Integrating WEKA Classifiers

Create a classifier using the Weka Explorer

  1. Create a CSV file with your training data. Make sure the file has headers. For nominal attributes, I recommend using string names -- otherwise Weka will interpret them as continuous numeric values by default.
  2. Run the Weka Explorer GUI.
  3. On the Preprocess tab, load your CSV file. You may want to save it as an ARFF file for future use.
  4. On the Classify tab, choose and train a classifier.
  5. Right-click on the new entry in the Result list (lower left corner). Choose Save model to export a serialized copy of the classifier.

Integrate the classifier into your Java code

We'll be following the instructions at http://weka.wikispaces.com/Programmatic+Use and http://weka.wikispaces.com/Serialization#Deserializing

Follow Step 1 in Programmatic Use.
Declare Attribute objects for all the attributes in your data relation.
For each nominal attribute, you'll need to create a FastVector and add to it strings representing all the possible values of the attribute. Use this FastVector when initializing the nominal attribute.
Create a FastVector representing all the Attributes, in order.

Follow the beginning of Step 2.
Create an Instances object do define the relation, and set the index of the output attribute using setClassIndex.

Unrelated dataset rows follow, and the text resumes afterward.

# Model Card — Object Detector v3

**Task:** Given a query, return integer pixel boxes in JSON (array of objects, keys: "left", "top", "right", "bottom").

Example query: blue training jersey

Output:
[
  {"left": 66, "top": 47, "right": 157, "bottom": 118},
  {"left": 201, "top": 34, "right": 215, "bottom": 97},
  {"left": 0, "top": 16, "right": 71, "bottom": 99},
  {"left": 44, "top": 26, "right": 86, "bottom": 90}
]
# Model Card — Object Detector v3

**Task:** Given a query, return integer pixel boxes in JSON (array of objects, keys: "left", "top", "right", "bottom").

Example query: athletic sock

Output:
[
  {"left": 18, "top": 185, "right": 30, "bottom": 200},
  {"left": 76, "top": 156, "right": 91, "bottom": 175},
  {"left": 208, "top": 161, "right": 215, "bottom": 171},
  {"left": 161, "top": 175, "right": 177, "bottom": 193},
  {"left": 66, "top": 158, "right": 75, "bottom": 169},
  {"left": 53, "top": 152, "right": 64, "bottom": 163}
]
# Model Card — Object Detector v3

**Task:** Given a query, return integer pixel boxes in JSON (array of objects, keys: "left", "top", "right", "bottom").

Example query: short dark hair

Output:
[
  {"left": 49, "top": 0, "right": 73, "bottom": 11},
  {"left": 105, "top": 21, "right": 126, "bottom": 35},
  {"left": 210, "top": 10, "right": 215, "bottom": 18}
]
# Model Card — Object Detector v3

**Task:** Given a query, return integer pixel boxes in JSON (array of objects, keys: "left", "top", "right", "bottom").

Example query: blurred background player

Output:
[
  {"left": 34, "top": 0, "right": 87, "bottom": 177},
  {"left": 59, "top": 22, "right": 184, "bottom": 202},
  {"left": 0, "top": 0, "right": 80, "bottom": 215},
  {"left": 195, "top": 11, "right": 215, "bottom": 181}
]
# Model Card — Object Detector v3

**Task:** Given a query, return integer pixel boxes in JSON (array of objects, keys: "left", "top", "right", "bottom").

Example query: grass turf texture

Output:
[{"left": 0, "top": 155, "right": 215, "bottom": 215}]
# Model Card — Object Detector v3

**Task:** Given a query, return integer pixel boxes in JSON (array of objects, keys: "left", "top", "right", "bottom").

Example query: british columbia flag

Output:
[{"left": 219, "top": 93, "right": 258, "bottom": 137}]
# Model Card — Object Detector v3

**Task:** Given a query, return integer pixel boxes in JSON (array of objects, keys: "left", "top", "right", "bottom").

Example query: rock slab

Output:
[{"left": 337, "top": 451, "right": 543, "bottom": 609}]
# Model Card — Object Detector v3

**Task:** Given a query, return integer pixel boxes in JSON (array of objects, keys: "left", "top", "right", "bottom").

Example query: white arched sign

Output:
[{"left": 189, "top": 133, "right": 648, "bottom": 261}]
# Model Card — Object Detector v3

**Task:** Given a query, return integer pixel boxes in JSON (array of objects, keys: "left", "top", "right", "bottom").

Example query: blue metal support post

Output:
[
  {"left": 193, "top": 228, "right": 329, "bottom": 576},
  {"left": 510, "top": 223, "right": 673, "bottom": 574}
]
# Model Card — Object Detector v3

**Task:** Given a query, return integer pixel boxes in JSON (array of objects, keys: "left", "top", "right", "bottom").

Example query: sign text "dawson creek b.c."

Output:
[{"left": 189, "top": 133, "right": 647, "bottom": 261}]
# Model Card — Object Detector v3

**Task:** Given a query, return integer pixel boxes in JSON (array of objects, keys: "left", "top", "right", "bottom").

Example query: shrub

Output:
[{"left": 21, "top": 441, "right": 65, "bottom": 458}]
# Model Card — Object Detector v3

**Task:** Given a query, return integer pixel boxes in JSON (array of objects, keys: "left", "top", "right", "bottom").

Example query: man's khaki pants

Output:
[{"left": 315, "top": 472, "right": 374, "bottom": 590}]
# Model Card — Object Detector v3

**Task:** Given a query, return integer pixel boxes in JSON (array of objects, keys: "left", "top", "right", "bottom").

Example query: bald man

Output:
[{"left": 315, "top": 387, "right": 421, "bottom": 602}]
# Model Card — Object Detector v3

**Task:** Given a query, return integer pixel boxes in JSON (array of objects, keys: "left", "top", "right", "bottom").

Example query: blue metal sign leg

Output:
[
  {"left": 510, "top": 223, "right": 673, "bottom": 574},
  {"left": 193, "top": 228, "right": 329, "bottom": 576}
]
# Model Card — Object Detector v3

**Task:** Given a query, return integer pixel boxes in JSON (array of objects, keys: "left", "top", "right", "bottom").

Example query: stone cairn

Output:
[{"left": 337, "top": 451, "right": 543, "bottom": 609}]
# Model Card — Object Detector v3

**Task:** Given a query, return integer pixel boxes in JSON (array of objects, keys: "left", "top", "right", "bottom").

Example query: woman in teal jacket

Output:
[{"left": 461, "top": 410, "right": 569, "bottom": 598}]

Don't add any actual Instance objects to the Instances object.

Declare a Classifier. Instead of training the Classifier at runtime, initialize it by loading and deserializing the model file that you saved. See http://weka.wikispaces.com/Serialization#Deserializing

Classify an instance

Create a new Instance object.

Using the correct order, call setValue, passing Attribute objects and numeric/string values to populate the Instance. (See the middle of Step 2 in Programmatic Use.) For a more general way to do this, see the method getInstance in Konstantin's WekaWrapper class.

Set the Instance object's relation by passing the Instances object to setDataset.

Calculate an array of doubles representing the probability distribution by calling the Classifier 's distributionForInstance method, passing in the Instance object. (See Step 4 of Programmatic Use.)